Linguistic Knowledge for Visual Recognition and Natural Language Descriptions of Visual Content
Marcus Rohrbach
ICSI
Tuesday, June 17
12:30 p.m., Conference Room 5A
Extensive efforts are being made to improve visual recognition and semantic understanding of language. However, surprisingly little has been done to exploit the mutual benefits of combining both fields. In my PhD we showed how the different fields of research can profit from each other.
First, we scale recognition to 200 unseen object classes and show how to extract robust semantic relatedness from linguistic resources. Our novel approach extends zero-shot to few shot recognition and exploits unlabeled data by adopting label propagation for transfer learning.

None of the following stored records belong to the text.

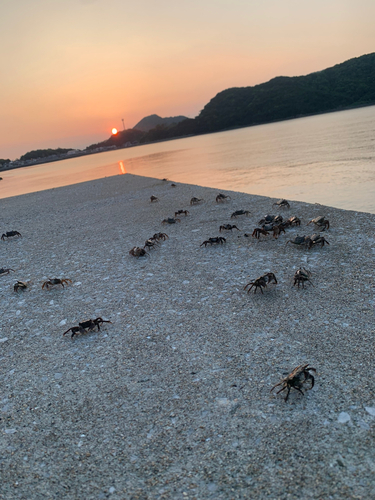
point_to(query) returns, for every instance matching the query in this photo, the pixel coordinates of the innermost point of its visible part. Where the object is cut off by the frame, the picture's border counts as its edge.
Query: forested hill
(346, 85)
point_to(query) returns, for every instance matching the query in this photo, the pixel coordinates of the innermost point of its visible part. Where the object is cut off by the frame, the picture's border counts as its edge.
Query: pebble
(343, 418)
(370, 410)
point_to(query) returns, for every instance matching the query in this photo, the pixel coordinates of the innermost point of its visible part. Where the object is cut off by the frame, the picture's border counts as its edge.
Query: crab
(212, 241)
(20, 285)
(261, 282)
(195, 201)
(281, 203)
(150, 243)
(10, 234)
(138, 252)
(170, 220)
(180, 212)
(159, 236)
(55, 281)
(222, 197)
(5, 271)
(228, 227)
(296, 379)
(321, 222)
(239, 212)
(258, 231)
(278, 229)
(316, 239)
(301, 276)
(86, 326)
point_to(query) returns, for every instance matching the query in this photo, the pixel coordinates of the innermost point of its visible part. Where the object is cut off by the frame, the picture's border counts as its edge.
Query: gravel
(172, 400)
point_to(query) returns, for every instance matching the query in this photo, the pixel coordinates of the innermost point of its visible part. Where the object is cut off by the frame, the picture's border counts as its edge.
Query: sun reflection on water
(122, 167)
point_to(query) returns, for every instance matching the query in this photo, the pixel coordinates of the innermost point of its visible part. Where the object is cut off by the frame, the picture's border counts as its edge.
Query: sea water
(327, 159)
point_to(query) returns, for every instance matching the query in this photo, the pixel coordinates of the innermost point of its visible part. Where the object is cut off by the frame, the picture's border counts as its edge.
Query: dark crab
(5, 271)
(138, 252)
(195, 201)
(261, 282)
(239, 212)
(10, 234)
(86, 326)
(170, 220)
(181, 212)
(228, 227)
(150, 243)
(281, 203)
(55, 281)
(20, 286)
(159, 236)
(222, 197)
(301, 276)
(321, 222)
(296, 380)
(218, 240)
(258, 231)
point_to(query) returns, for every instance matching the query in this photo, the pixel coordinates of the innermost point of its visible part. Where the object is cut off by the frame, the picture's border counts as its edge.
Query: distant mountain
(152, 121)
(347, 85)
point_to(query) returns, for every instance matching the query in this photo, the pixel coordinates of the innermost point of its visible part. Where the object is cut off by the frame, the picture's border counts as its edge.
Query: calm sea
(327, 159)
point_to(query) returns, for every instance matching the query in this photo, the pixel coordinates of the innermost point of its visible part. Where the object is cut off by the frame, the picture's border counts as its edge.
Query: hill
(149, 122)
(346, 85)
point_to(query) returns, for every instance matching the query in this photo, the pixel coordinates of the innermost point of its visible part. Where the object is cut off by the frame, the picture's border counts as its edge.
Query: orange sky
(72, 69)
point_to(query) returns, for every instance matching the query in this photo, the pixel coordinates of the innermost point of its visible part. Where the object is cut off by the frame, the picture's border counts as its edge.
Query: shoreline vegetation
(172, 399)
(345, 86)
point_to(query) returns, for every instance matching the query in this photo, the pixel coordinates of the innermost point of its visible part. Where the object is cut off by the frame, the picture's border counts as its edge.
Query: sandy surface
(173, 399)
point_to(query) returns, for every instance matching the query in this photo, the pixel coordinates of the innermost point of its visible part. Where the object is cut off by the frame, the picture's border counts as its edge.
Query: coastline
(173, 399)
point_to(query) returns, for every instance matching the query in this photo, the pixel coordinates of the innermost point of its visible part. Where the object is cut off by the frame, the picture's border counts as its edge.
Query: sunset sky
(72, 69)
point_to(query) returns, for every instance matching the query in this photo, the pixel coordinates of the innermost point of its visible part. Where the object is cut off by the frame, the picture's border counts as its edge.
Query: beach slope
(172, 399)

Second, we capture the high variability but low availability of composite activity videos by extracting the essential information from text descriptions. For this we recorded and annotated a corpus for fine-grained activity recognition. We show improvements in a supervised case but we are also able to recognize unseen composite activities.
Third, we present a corpus of videos and aligned descriptions. We use it for grounding activity descriptions and for learning how to automatically generate natural language descriptions for a video. We show that our proposed approach is also applicable to image description and that it outperforms baselines and related work.
In the talk I talk I will present the highlights of the first two points and in more detail the third point. The last third of the talk I will spend on plans for future work and my time at ISCI, in hope the get feedback on our ideas.